Queere Mode – das ist mehr als Lack und Leder. Bei der ersten Modenschau des Kollektivs 100prozentdivers in Berlin wird Butch*-Mode gefeiert und mit den vielen Klischees rund um das lesbische* Role Model gespielt. Ein Interview mit Carsta Köhler.

foto queere mode berlin carsta köhler
Carsta Köhler, Fotografie von Arno
Carsta, du arbeitest in der Kostümabteilung der Staatsoper und hast 100prozentdivers mitgegründet, eine Initiative, die sich mit queerer, nicht-binärer Mode beschäftigt. Wie bist du überhaupt zur Mode gekommen?

Ich war schon als Kind kreativ. Als Jugendliche haben mir dann meine Eltern einen Artikel über eine Modeschule in Halle gegeben mit den Worten „Das wäre doch etwas für dich!“. Das war eine kleine – und damals noch sehr bezahlbare- Modeschule.
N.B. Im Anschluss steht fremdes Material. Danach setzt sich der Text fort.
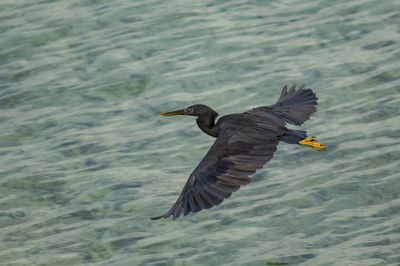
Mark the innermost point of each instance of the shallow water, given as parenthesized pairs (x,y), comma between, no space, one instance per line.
(86,160)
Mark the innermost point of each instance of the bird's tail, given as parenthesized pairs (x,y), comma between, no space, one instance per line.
(295,106)
(300,137)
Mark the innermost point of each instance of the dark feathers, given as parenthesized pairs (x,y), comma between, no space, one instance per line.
(294,106)
(245,142)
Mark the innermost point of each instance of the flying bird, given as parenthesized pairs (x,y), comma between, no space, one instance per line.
(244,143)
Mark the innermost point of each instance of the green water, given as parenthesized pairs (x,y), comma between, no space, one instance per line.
(86,160)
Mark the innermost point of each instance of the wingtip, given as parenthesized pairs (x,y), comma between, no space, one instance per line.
(158,217)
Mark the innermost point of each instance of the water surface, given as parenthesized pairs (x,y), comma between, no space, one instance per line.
(86,160)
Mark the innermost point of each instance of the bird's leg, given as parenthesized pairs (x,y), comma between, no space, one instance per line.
(312,142)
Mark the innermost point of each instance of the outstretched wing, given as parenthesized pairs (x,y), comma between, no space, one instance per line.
(244,144)
(294,106)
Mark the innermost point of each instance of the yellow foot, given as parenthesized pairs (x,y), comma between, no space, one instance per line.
(312,142)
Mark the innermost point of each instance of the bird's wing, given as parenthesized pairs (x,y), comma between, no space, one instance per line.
(242,146)
(293,106)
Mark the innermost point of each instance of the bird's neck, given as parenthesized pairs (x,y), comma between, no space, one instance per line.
(207,125)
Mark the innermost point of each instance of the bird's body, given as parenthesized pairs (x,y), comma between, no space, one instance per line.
(244,143)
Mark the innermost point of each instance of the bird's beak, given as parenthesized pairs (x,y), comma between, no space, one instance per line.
(177,112)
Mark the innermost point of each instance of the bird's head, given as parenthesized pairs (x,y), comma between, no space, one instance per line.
(194,110)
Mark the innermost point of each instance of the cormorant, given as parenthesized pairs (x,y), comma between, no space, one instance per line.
(244,143)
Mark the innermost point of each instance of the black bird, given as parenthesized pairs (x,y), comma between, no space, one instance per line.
(245,142)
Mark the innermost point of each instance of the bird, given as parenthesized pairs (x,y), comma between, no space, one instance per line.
(244,143)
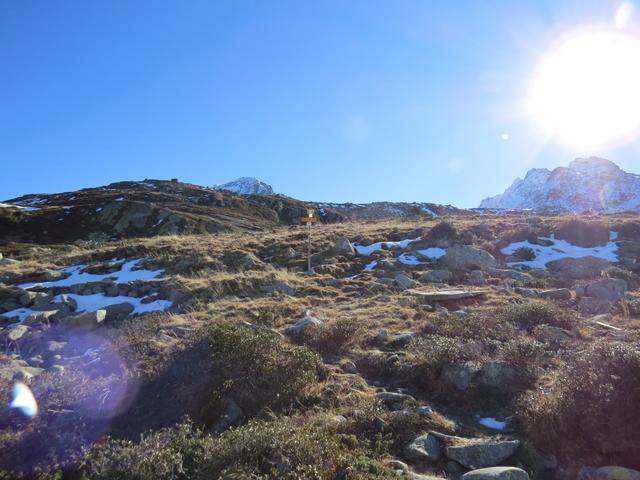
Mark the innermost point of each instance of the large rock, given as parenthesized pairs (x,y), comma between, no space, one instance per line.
(467,257)
(343,247)
(555,294)
(436,276)
(459,375)
(608,473)
(302,326)
(497,374)
(578,268)
(610,289)
(507,274)
(424,448)
(482,453)
(85,319)
(404,281)
(496,473)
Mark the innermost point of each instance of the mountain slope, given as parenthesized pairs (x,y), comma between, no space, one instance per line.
(247,186)
(586,185)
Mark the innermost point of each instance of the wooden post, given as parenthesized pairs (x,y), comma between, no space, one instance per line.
(309,219)
(309,248)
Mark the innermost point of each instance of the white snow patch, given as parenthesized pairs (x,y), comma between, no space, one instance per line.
(432,252)
(19,207)
(369,249)
(371,265)
(125,274)
(97,301)
(492,423)
(409,259)
(560,249)
(19,313)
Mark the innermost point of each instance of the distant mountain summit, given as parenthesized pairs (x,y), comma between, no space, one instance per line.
(587,185)
(247,186)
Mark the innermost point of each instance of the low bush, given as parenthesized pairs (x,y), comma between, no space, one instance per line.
(590,409)
(259,450)
(258,369)
(583,233)
(333,338)
(533,313)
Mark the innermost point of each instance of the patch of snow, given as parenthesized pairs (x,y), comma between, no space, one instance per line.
(409,259)
(18,207)
(97,301)
(125,274)
(560,249)
(371,265)
(369,249)
(492,423)
(19,313)
(432,252)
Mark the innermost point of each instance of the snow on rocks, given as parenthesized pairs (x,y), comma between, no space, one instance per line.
(76,274)
(554,249)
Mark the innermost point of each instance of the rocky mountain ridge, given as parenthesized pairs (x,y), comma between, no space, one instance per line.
(587,185)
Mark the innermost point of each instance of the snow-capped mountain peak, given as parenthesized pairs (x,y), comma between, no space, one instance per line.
(247,186)
(587,184)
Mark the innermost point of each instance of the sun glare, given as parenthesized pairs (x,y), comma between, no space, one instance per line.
(587,92)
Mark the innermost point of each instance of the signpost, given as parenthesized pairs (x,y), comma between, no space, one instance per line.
(309,219)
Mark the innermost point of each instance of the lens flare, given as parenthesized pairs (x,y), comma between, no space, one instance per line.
(586,93)
(24,400)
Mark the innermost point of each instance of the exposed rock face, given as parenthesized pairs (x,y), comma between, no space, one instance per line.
(578,268)
(480,454)
(497,473)
(467,257)
(247,186)
(587,184)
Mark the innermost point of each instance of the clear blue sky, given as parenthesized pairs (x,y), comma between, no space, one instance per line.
(328,100)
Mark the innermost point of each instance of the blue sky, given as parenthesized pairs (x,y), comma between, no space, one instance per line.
(328,100)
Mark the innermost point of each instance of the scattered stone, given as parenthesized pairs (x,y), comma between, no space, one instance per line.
(608,473)
(16,332)
(85,319)
(404,281)
(459,375)
(424,448)
(610,289)
(392,399)
(436,276)
(555,294)
(482,453)
(348,366)
(40,317)
(497,374)
(508,274)
(496,473)
(467,257)
(303,325)
(578,268)
(343,247)
(476,277)
(443,295)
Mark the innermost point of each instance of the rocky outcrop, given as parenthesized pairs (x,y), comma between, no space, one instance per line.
(587,184)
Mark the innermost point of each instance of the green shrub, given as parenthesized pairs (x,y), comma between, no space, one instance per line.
(431,353)
(333,338)
(278,449)
(590,409)
(533,313)
(258,369)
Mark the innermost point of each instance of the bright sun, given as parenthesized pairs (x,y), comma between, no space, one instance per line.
(587,91)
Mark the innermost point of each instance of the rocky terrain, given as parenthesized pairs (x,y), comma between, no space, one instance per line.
(421,347)
(161,207)
(586,185)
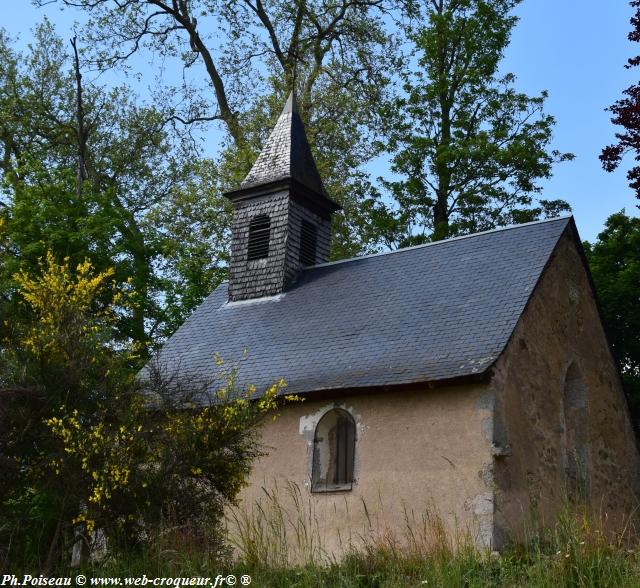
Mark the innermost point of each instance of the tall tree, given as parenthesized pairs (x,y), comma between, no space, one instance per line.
(614,260)
(469,148)
(338,55)
(626,114)
(86,172)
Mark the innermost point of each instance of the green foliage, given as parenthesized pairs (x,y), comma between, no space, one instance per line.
(469,147)
(572,552)
(614,260)
(87,448)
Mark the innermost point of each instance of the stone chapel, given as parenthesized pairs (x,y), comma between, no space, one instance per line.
(470,377)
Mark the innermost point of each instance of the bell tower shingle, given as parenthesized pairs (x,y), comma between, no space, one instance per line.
(281,213)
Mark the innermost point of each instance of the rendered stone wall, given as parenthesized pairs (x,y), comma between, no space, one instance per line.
(421,457)
(271,275)
(560,332)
Dort habe ich tolle Leute kennengelernt und konnte meine Entwürfe zum ersten Mal öffentlich zeigen: Beim Wave Gothic Treffen in Leipzig haben meine Kommiliton*innen und ich eine kleine Modenschau organisiert. Dort habe ich auch die Dark Wave-Band Goethes Erben kennengelernt, für die ich seitdem Kostüme mache. Nach dem Abschluss in Halle habe ich an einer Modefachhochschule im Erzgebirge weiterstudiert. Eine wichtige Erfahrung! Denn ich konnte dort sehr frei und weniger industriebezogen lernen und arbeiten. Danach war ich zwei Jahre lang in der Kostümabteilung der Semperoper tätig. Für einen Job als Produktionsassistentin an der Berliner Staatsoper bin ich dann nach Berlin gezogen. Dabei wollte ich eigentlich nie in Berlin leben. (lacht)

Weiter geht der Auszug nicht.